Chief Justice Ziegler also argued that the majority failed to address the consequences of its decision.

As a result of the majority opinion, Ziegler reasoned, the legislature might decide not to allocate any money to the Program.

A. Bradley Concurrence

In a brief concurrence, Justice A. Bradley wrote to emphasize that the majority opinion focused on the issue of the executive branch’s core powers.

Justice A. Bradley also wrote that the Supreme Court’s constitutional standard of review, which requires a party challenging a statute to show that the statute is unconstitutional beyond a reasonable doubt, was “a poor fit in the separation of powers context.”
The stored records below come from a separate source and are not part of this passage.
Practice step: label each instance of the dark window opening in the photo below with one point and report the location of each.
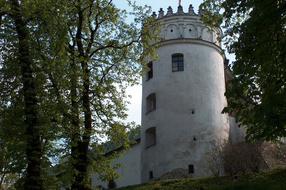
(177, 62)
(151, 176)
(151, 103)
(111, 184)
(150, 70)
(191, 169)
(150, 137)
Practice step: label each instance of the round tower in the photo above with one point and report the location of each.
(183, 97)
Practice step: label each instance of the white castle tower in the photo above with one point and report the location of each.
(183, 97)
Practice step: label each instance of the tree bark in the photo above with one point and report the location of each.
(82, 162)
(33, 179)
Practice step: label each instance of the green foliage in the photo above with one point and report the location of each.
(83, 56)
(255, 33)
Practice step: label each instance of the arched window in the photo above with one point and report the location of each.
(177, 62)
(150, 137)
(150, 103)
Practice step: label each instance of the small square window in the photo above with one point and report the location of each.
(150, 70)
(177, 62)
(191, 169)
(151, 103)
(150, 137)
(151, 176)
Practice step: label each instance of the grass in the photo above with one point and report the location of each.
(273, 180)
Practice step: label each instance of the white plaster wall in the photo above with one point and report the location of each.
(236, 131)
(200, 87)
(130, 173)
(178, 26)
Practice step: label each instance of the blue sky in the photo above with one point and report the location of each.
(134, 108)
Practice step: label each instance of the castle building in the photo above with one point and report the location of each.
(182, 102)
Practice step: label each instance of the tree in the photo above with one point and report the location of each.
(255, 33)
(104, 52)
(25, 112)
(74, 62)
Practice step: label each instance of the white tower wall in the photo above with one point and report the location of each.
(187, 118)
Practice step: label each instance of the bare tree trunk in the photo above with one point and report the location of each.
(33, 179)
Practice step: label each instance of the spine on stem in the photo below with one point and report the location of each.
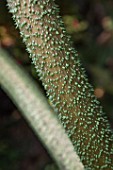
(58, 66)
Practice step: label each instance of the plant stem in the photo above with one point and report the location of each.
(63, 77)
(34, 107)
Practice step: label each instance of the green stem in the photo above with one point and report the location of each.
(34, 107)
(63, 77)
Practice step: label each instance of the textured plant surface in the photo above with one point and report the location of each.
(63, 77)
(37, 112)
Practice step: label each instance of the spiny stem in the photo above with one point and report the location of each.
(63, 77)
(34, 107)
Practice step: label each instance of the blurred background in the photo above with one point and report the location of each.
(90, 24)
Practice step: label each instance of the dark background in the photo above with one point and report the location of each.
(90, 23)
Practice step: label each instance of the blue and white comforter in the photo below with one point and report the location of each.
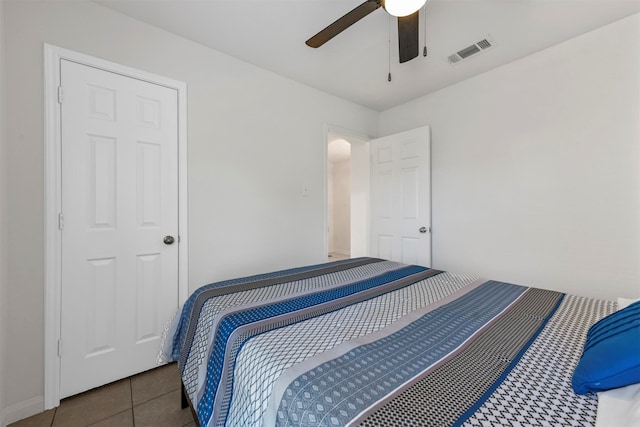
(373, 342)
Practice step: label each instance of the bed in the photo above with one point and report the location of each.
(372, 342)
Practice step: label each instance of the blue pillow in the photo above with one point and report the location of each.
(611, 355)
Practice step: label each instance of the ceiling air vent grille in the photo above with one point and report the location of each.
(469, 51)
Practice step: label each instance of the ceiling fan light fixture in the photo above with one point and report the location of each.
(402, 7)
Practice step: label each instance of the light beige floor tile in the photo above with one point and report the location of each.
(123, 419)
(155, 383)
(163, 411)
(94, 405)
(42, 419)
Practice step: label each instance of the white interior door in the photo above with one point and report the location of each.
(401, 197)
(119, 200)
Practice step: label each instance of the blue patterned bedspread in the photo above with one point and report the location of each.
(368, 342)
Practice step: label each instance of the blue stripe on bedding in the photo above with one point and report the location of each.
(232, 321)
(506, 372)
(349, 384)
(187, 310)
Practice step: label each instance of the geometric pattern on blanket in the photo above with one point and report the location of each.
(254, 381)
(538, 390)
(199, 340)
(424, 369)
(244, 322)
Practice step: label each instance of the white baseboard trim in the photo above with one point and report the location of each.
(341, 251)
(22, 410)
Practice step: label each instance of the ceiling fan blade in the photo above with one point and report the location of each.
(408, 36)
(343, 23)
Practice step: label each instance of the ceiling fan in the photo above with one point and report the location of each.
(408, 19)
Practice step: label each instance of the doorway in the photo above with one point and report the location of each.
(348, 178)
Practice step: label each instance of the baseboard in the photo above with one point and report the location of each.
(22, 410)
(341, 252)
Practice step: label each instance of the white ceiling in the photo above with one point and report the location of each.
(354, 65)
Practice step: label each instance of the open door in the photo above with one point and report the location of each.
(401, 197)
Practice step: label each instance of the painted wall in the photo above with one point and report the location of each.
(536, 166)
(330, 208)
(251, 149)
(3, 228)
(342, 206)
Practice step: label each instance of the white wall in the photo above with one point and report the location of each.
(3, 228)
(247, 213)
(536, 166)
(330, 208)
(341, 193)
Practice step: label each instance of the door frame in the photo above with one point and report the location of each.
(359, 228)
(53, 198)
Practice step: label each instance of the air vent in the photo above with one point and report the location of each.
(470, 51)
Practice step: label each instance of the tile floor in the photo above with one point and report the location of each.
(150, 399)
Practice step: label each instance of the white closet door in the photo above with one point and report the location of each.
(119, 201)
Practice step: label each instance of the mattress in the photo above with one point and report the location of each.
(373, 342)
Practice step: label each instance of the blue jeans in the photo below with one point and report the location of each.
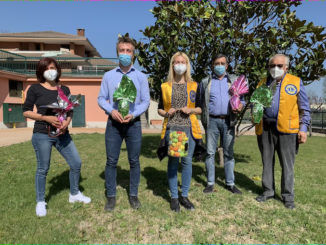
(114, 135)
(220, 127)
(42, 144)
(186, 163)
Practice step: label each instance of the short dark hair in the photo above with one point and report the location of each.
(220, 56)
(42, 66)
(125, 39)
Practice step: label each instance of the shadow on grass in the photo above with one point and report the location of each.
(122, 179)
(156, 181)
(241, 180)
(60, 183)
(149, 146)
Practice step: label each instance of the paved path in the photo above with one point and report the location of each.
(17, 135)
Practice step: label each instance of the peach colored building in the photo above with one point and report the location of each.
(82, 70)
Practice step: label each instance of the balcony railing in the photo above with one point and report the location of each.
(70, 66)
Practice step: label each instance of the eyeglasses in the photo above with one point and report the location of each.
(278, 65)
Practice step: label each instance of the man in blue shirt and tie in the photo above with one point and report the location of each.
(219, 120)
(119, 127)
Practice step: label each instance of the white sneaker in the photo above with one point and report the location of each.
(79, 198)
(41, 209)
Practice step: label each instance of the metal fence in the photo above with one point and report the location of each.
(318, 119)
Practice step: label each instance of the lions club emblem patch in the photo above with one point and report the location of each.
(192, 96)
(291, 89)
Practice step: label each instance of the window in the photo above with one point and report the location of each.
(15, 88)
(37, 46)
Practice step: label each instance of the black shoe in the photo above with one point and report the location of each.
(134, 202)
(233, 189)
(174, 205)
(208, 189)
(109, 206)
(184, 201)
(289, 205)
(263, 198)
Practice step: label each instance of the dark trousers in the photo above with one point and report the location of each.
(114, 135)
(285, 146)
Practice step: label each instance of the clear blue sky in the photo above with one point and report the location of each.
(103, 21)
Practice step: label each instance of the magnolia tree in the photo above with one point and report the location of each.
(247, 32)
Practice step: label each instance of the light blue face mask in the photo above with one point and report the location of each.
(219, 70)
(125, 59)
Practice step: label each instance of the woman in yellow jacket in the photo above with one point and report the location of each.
(179, 107)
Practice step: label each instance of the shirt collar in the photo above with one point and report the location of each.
(214, 76)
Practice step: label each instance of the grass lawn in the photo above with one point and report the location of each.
(219, 217)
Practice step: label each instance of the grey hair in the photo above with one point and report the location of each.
(287, 59)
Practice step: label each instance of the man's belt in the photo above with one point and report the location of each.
(133, 120)
(220, 116)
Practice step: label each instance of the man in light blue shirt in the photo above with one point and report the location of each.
(219, 120)
(119, 127)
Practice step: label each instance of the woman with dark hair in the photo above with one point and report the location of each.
(48, 73)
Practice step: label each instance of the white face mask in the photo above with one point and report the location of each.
(276, 72)
(180, 69)
(50, 75)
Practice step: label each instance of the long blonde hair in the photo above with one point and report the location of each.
(187, 75)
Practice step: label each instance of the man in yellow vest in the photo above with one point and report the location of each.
(283, 127)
“Abandoning the standard in the context of separation of powers evens the playing field between the branches, while leaving the standard of review for other types of constitutional challenges intact,” A. Bradley wrote.

R. Bradley Concurrence

While Justice R. Bradley agreed with the majority’s separation-of-powers analysis, she wrote a concurrence to review caselaw holding that the state constitution prohibits one branch from sub-delegating powers delegate by the sovereign people to that branch.
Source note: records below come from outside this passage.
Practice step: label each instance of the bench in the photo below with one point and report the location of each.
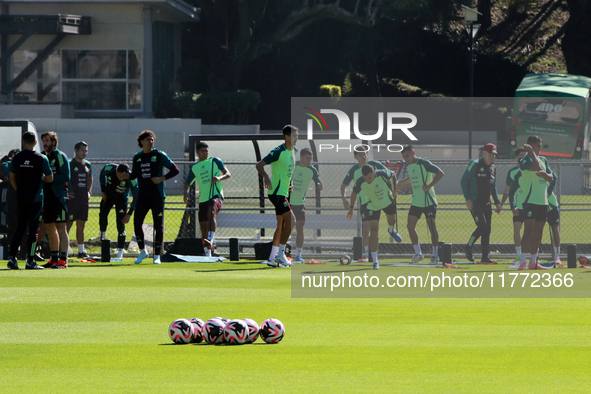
(268, 220)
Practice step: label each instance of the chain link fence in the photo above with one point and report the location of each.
(330, 229)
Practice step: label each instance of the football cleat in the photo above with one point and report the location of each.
(537, 266)
(141, 257)
(469, 254)
(416, 258)
(12, 263)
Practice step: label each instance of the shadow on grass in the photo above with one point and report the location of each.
(235, 269)
(98, 265)
(217, 344)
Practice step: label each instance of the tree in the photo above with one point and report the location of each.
(576, 50)
(240, 31)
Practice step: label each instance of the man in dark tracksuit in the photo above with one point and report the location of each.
(478, 183)
(147, 169)
(28, 170)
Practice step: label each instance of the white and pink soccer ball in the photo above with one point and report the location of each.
(272, 331)
(213, 331)
(181, 331)
(253, 330)
(198, 329)
(236, 332)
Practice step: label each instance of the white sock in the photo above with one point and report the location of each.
(274, 251)
(417, 249)
(374, 256)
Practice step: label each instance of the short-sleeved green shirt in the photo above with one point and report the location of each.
(354, 174)
(203, 172)
(535, 188)
(511, 175)
(378, 192)
(282, 162)
(421, 173)
(301, 179)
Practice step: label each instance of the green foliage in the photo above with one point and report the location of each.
(516, 7)
(330, 91)
(218, 107)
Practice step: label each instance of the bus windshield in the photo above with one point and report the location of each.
(554, 107)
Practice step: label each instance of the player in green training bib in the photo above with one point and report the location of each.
(282, 161)
(517, 220)
(209, 172)
(352, 176)
(421, 179)
(303, 174)
(535, 176)
(554, 220)
(377, 186)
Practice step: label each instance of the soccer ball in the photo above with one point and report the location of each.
(198, 327)
(272, 331)
(213, 331)
(253, 330)
(236, 332)
(181, 331)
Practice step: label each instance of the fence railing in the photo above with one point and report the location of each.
(454, 221)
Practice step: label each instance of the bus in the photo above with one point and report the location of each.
(555, 107)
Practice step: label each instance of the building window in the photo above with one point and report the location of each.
(94, 80)
(43, 84)
(102, 79)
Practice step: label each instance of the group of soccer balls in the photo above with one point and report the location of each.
(219, 330)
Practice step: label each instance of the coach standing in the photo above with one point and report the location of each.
(147, 169)
(28, 170)
(478, 183)
(55, 210)
(79, 193)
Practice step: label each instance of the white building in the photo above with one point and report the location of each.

She also wrote in her concurrence that Justice A. Bradley, Justice Dallet, and Justice Karofsky “have invariably ruled against the legislature in favor of the executive branch.”

“They have been the only justices during the past five years to demonstrate uniform allegiance to one branch and unvarying hostility to another,” Justice R. Bradley wrote.

R. Bradley also noted that in Justice Dallet’s concurrence, Dallet wrote that it was unclear whether executive branch agencies exercise legislative power when promulgating administrative rules to execute statutes.

“The separation of powers must be maintained across the board, for both political branches irrespective of which party controls them,” R. Bradley wrote.

Dallet Concurrence

Justice Dallet wrote that to accept the legislature’s argument that the power to approve spending appropriated money with the executive would “radically alter the separation of powers in Wisconsin.”

“Even a $5 expenditure under an already enacted appropriation could be conditioned on the approval of a single member of the legislature,” Justice Dallet wrote.

Dallet also wrote to address what she called “bad faith and bias against my colleagues and me.”

“In her dissent, Chief Justice Ziegler stoops to accusations of bad faith and political bias rather than engage in a reasoned debate about the law,” Justice Dallet wrote.

“And Justice Rebecca Grassl Bradley can’t pass up an opportunity to join in,” Dallet wrote. “In a bizarre twist, she writes separately to accuse the very justices who join her majority opinion of doing so only for political reasons.”